Bluing rusts pretty easily, but a good blue job is utterly gorgeous.


----------



## Baldy

I am with Steve on this. I have carried blued pistols most all my life and other than a little holster wear they have always looked good. Take care of your blued pistols and they will look good and take care of you.:smt033


----------



## DevilsJohnson

+2 on the Blue

I've seen some that just look too goof to shoot..then I slap myself and get some ammo:smt082

I've done a little Parkerizing bu It really want to get the stuff to blue. It just looks better.


----------



## Ram Rod

+1 for parkerized. Compared to blue, it makes more tactical sense. Non reflective and better protection from the elements. Usually greenish or greyish finish. I prefer shotguns with parkerized finish as opposed to any other finish. Only other firearms I've had with parkerized finishes were 1911 pistols.


----------



## DevilsJohnson

No question the park'd finish is more protective. i just love the blued guns..Old fashioned I guess


----------



## Steve M1911A1

Baldy said:


> I am with Steve on this. I have carried blued pistols most all my life and other than a little holster wear they have always looked good. Take care of your blued pistols and they will look good and take care of you.:smt033


To me, if the blue is a little holster-worn, it adds character and interest to the gun...and maybe beauty, too.


----------



## Baldy

Steve M1911A1 said:


> To me, if the blue is a little holster-worn, it adds character and interest to the gun...and maybe beauty, too.

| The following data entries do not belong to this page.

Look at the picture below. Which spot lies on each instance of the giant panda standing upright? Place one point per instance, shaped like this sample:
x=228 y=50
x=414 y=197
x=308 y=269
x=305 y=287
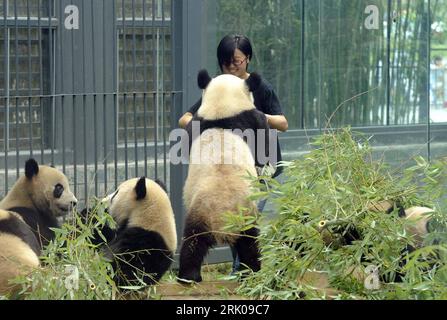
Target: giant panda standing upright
x=218 y=183
x=27 y=213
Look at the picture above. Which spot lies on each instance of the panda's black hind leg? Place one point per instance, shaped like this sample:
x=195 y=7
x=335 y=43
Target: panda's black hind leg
x=248 y=250
x=197 y=241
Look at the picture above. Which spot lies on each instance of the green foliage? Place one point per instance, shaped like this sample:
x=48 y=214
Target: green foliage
x=324 y=196
x=72 y=267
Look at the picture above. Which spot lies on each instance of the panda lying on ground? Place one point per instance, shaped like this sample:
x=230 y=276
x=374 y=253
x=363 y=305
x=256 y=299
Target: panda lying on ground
x=27 y=213
x=143 y=245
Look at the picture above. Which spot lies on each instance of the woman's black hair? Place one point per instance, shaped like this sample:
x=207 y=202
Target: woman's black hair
x=229 y=43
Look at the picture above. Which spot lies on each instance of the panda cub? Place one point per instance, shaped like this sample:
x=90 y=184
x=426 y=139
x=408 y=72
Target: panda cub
x=218 y=183
x=144 y=244
x=27 y=213
x=40 y=197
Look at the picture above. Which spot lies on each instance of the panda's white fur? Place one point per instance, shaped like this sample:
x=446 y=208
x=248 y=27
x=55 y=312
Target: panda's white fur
x=219 y=188
x=37 y=193
x=39 y=197
x=219 y=183
x=225 y=97
x=17 y=256
x=146 y=239
x=418 y=218
x=152 y=213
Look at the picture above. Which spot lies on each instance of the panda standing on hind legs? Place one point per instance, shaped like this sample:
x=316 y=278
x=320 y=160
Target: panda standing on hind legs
x=215 y=186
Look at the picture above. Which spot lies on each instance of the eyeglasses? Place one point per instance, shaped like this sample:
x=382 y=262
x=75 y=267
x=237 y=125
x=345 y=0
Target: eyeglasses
x=237 y=63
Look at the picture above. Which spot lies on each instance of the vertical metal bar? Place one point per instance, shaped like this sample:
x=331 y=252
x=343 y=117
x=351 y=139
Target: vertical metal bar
x=115 y=97
x=62 y=89
x=6 y=35
x=145 y=88
x=155 y=87
x=16 y=44
x=163 y=102
x=124 y=52
x=95 y=109
x=52 y=82
x=134 y=62
x=429 y=18
x=75 y=171
x=388 y=67
x=302 y=60
x=154 y=102
x=105 y=95
x=39 y=40
x=29 y=80
x=320 y=21
x=84 y=104
x=17 y=132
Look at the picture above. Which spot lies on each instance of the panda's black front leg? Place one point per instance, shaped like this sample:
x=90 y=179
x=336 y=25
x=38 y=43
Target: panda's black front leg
x=248 y=250
x=197 y=241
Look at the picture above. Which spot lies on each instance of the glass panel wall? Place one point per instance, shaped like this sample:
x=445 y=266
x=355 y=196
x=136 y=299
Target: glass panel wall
x=365 y=63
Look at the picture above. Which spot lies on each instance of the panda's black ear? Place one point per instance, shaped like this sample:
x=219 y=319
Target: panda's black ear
x=253 y=81
x=140 y=188
x=203 y=79
x=31 y=168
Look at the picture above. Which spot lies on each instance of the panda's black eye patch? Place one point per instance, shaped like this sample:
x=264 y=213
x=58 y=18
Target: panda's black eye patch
x=58 y=190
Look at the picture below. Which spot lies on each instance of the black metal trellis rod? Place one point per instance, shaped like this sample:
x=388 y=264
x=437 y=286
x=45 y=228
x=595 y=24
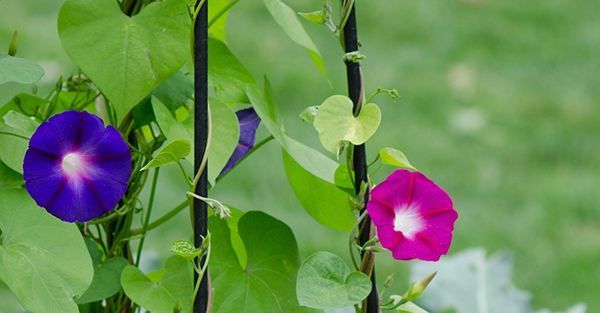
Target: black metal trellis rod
x=355 y=92
x=200 y=141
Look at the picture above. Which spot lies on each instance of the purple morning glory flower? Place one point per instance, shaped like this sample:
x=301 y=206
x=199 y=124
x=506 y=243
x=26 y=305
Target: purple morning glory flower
x=414 y=216
x=75 y=168
x=249 y=121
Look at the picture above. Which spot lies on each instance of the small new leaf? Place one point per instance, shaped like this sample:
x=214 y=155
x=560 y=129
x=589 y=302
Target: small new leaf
x=185 y=249
x=218 y=208
x=394 y=157
x=318 y=17
x=309 y=113
x=171 y=153
x=354 y=57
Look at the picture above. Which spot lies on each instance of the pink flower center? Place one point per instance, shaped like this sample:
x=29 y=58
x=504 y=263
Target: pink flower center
x=408 y=221
x=73 y=164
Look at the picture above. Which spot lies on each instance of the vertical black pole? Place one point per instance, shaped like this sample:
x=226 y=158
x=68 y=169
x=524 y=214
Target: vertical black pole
x=355 y=92
x=200 y=140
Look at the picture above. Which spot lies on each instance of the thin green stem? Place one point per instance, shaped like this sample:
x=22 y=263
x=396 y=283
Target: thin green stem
x=220 y=13
x=200 y=274
x=256 y=147
x=162 y=219
x=149 y=211
x=352 y=237
x=4 y=132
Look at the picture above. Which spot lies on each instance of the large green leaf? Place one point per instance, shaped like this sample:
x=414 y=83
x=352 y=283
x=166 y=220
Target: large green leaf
x=325 y=282
x=126 y=57
x=18 y=70
x=106 y=282
x=226 y=74
x=335 y=122
x=25 y=102
x=15 y=123
x=225 y=133
x=176 y=284
x=310 y=159
x=43 y=260
x=470 y=282
x=268 y=282
x=288 y=21
x=171 y=153
x=324 y=201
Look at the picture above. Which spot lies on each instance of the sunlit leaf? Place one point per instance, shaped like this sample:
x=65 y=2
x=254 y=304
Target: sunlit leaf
x=325 y=202
x=335 y=122
x=175 y=285
x=13 y=69
x=171 y=153
x=34 y=245
x=288 y=21
x=325 y=282
x=126 y=57
x=268 y=282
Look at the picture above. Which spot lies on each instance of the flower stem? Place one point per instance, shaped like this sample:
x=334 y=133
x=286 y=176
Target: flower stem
x=162 y=219
x=145 y=226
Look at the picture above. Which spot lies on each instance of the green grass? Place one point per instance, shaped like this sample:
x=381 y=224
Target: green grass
x=499 y=106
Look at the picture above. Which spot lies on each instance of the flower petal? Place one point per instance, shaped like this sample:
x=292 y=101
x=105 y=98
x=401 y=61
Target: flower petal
x=404 y=250
x=431 y=243
x=42 y=189
x=39 y=164
x=388 y=237
x=380 y=213
x=249 y=122
x=76 y=201
x=442 y=218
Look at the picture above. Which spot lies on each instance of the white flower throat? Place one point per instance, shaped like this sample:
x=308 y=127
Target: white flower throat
x=73 y=163
x=408 y=220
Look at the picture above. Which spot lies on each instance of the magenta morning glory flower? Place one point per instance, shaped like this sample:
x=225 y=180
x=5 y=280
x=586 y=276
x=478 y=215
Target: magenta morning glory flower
x=249 y=121
x=413 y=215
x=75 y=168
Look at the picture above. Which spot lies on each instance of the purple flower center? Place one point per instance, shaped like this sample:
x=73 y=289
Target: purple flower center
x=73 y=164
x=408 y=220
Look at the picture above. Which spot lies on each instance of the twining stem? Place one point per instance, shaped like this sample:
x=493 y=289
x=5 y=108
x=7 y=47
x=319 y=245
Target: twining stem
x=256 y=147
x=149 y=211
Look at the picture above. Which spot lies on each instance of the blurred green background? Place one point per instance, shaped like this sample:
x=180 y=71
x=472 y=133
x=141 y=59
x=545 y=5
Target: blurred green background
x=499 y=106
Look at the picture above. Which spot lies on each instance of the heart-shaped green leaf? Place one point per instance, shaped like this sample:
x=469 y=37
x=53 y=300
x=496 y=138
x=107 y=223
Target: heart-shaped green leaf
x=325 y=202
x=126 y=57
x=288 y=21
x=225 y=133
x=226 y=74
x=175 y=285
x=394 y=157
x=310 y=159
x=185 y=249
x=107 y=280
x=171 y=153
x=267 y=284
x=34 y=246
x=335 y=122
x=18 y=70
x=325 y=282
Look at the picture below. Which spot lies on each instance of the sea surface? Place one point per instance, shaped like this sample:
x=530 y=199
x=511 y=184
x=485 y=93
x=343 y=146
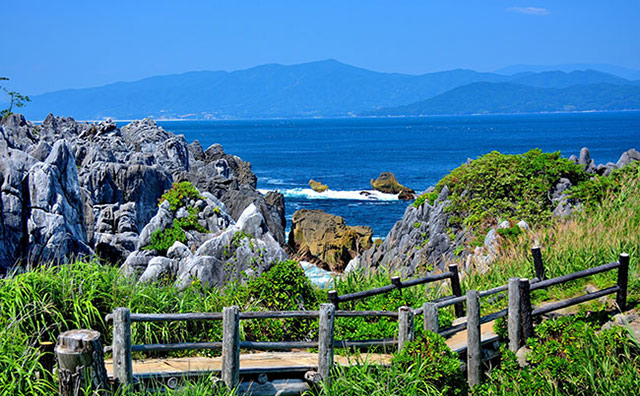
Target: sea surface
x=346 y=154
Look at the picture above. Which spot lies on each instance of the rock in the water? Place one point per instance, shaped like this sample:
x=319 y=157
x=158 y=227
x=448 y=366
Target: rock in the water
x=325 y=239
x=71 y=189
x=388 y=184
x=317 y=186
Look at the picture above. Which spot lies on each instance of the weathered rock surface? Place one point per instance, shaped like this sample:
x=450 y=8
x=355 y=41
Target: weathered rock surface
x=418 y=241
x=73 y=189
x=317 y=186
x=387 y=183
x=326 y=240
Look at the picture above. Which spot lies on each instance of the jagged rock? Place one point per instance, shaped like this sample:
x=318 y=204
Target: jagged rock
x=627 y=157
x=388 y=184
x=159 y=268
x=326 y=239
x=317 y=186
x=55 y=224
x=585 y=156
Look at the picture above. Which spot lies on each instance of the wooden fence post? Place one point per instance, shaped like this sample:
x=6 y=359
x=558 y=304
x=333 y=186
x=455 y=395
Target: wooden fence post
x=333 y=298
x=515 y=315
x=456 y=289
x=537 y=263
x=326 y=341
x=474 y=345
x=431 y=321
x=395 y=281
x=231 y=346
x=405 y=327
x=623 y=278
x=525 y=309
x=81 y=363
x=122 y=366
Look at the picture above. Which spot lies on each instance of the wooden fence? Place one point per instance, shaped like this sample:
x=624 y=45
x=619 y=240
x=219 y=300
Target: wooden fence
x=520 y=314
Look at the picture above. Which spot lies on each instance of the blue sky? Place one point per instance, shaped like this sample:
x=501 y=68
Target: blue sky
x=49 y=45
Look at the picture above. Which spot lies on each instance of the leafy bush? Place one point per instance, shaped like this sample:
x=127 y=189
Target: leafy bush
x=425 y=197
x=498 y=186
x=442 y=368
x=178 y=197
x=570 y=358
x=284 y=287
x=180 y=194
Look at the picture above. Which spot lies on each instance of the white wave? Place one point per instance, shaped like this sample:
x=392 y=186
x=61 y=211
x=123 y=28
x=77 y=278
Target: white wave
x=274 y=181
x=358 y=195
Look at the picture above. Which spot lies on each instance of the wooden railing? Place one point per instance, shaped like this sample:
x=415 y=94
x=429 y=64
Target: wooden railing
x=520 y=321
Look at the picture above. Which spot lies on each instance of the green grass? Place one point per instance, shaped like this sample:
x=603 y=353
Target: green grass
x=568 y=357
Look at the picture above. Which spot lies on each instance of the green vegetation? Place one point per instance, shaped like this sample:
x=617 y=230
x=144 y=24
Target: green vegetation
x=178 y=197
x=569 y=356
x=498 y=186
x=426 y=197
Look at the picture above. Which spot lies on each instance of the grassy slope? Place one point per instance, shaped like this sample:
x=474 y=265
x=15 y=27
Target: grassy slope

That's the same way I feel Steve. These young'ins of today have to have it Tac-ti-cool or something like that. If you want a desert sand or forest green pistol with Tiger stripping, I guess you can get the paint at Wal-Mart. :anim_lol:

I have hunted in all weather conditions with blued guns and never had any problems with rust. It's all in how you take care of your rifle. :watching:


----------



## DevilsJohnson

Baldy said:


> 4Tac-ti-cool


:anim_lol::anim_lol:


----------



## Thallas

> Tac-ti-cool


~laughs~ Definatly two big glocks up for that one. A new word for the week!


----------